Julie Doyle, Nathan Farrell, and Michael K. Goodman
Since the mid-2000s, entertainment celebrities have played increasingly prominent roles in the cultural politics of climate change, ranging from high-profile speeches at UN climate conferences, and social media interactions with their fans, to producing and appearing in documentaries about climate change that help give meaning to and communicate this issue to a wider audience. The role afforded to celebrities as climate change communicators is an outcome of a political environment increasingly influenced by public relations and attuned toward the media’s representation of political ideas, policies, and sentiments. Celebrities act as representatives of mass publics, operating within centers of elite political power. At the same time, celebrities represent the environmental concerns of their audiences; that is, they embody the sentiments of their audiences on the political stage.
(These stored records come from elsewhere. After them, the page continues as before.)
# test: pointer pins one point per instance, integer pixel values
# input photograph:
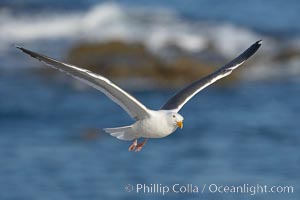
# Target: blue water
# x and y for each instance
(51, 146)
(51, 143)
(277, 17)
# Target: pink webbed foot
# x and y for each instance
(133, 145)
(140, 145)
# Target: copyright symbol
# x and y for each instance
(128, 188)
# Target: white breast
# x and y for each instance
(155, 126)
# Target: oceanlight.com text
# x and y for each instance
(249, 189)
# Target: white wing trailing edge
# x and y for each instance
(183, 96)
(130, 104)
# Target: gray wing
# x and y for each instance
(183, 96)
(131, 105)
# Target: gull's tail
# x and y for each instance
(122, 133)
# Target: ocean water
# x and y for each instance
(51, 143)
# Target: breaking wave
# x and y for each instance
(157, 29)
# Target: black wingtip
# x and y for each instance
(259, 42)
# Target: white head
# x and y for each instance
(175, 119)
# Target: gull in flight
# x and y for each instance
(148, 123)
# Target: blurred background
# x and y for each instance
(242, 130)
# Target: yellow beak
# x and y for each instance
(180, 124)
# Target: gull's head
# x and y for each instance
(175, 119)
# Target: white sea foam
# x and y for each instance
(157, 29)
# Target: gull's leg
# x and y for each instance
(133, 145)
(140, 145)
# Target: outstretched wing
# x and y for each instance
(183, 96)
(131, 105)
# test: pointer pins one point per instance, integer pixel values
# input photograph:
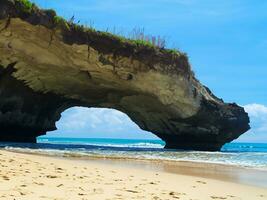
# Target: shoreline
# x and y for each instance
(216, 171)
(43, 177)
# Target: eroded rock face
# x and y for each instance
(45, 70)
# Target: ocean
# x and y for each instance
(248, 155)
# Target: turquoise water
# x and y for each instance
(250, 155)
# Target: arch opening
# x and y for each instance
(97, 123)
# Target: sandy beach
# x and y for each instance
(24, 176)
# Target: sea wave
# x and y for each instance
(256, 160)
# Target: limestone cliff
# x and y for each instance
(48, 65)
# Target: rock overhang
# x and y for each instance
(56, 66)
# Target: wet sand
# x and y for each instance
(24, 176)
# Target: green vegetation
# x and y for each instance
(27, 6)
(137, 37)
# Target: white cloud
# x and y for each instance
(258, 122)
(256, 110)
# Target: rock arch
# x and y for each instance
(40, 78)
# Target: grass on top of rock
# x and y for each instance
(137, 37)
(26, 5)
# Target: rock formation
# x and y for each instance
(48, 65)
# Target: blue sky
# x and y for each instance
(226, 41)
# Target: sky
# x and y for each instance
(226, 41)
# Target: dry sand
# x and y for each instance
(24, 176)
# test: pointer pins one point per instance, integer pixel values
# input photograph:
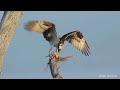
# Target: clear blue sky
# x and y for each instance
(25, 57)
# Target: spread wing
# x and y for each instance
(45, 27)
(77, 40)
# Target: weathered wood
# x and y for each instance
(8, 26)
(54, 68)
(54, 59)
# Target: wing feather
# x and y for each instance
(78, 41)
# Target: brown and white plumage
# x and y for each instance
(77, 39)
(48, 30)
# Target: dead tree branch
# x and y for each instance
(53, 61)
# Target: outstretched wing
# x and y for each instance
(45, 27)
(76, 38)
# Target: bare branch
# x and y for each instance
(53, 61)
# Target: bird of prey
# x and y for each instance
(48, 30)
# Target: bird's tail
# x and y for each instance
(36, 26)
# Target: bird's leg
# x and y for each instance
(50, 49)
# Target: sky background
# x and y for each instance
(25, 58)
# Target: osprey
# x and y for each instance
(48, 30)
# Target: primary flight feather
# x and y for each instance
(48, 30)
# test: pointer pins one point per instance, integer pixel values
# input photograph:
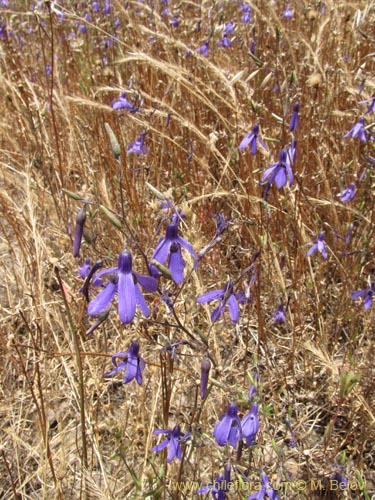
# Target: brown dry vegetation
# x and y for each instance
(68, 433)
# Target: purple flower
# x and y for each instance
(125, 282)
(294, 120)
(266, 489)
(228, 430)
(131, 362)
(288, 13)
(251, 139)
(123, 103)
(348, 193)
(203, 49)
(319, 246)
(358, 130)
(246, 18)
(172, 440)
(220, 487)
(138, 146)
(250, 425)
(279, 314)
(171, 245)
(78, 231)
(227, 297)
(367, 295)
(280, 172)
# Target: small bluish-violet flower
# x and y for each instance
(246, 17)
(227, 296)
(251, 139)
(220, 487)
(250, 425)
(279, 173)
(169, 248)
(279, 314)
(358, 130)
(287, 13)
(131, 362)
(124, 281)
(228, 429)
(367, 295)
(203, 50)
(348, 194)
(138, 146)
(123, 103)
(318, 246)
(266, 489)
(172, 440)
(294, 120)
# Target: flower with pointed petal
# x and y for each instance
(319, 246)
(227, 297)
(348, 193)
(172, 440)
(228, 429)
(125, 282)
(170, 246)
(131, 362)
(250, 425)
(358, 130)
(367, 295)
(251, 139)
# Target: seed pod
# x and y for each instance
(78, 232)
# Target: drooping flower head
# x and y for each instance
(228, 429)
(279, 173)
(169, 248)
(125, 282)
(131, 362)
(358, 130)
(250, 425)
(227, 296)
(172, 440)
(367, 294)
(318, 246)
(347, 194)
(251, 139)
It is in this context that celebrities have gained their authority as political, social, and environmental “experts,” and the political performances of celebrities provide important ways to engage electorates and audiences with climate change action.
More recently, celebrities offer novel engagements with climate change that move beyond scientific data and facilitate more emotional and visceral connections with climate change in the public’s everyday lives. Contemporary celebrities, thus, work to shape how audiences and publics ought to feel about climate change in efforts to get them to act or change their behaviors. These “after data” moments are seen very clearly in Leonardo DiCaprio’s documentary Before the Flood. Yet, with celebrities acting as our emotional witnesses, they not only might bring climate change to greater public attention, but they expand their brand through neoliberalism’s penchant for the commoditization of everything including, as here, care and concern for the environment. As celebrities build up their own personal capital as eco-warriors, they create very real value for the “celebrity industrial complex” that lies behind their climate media interventions. Climate change activism is, through climate celebrities, rendered as spectacle, with celebrities acting as environmental and climate pedagogues framing for audiences the emotionalized problems and solutions to global environmental change. Consequently, celebrities politicize emotions in ways that that remain circumscribed by neoliberal solutions and actions that responsibilize audiences and the public.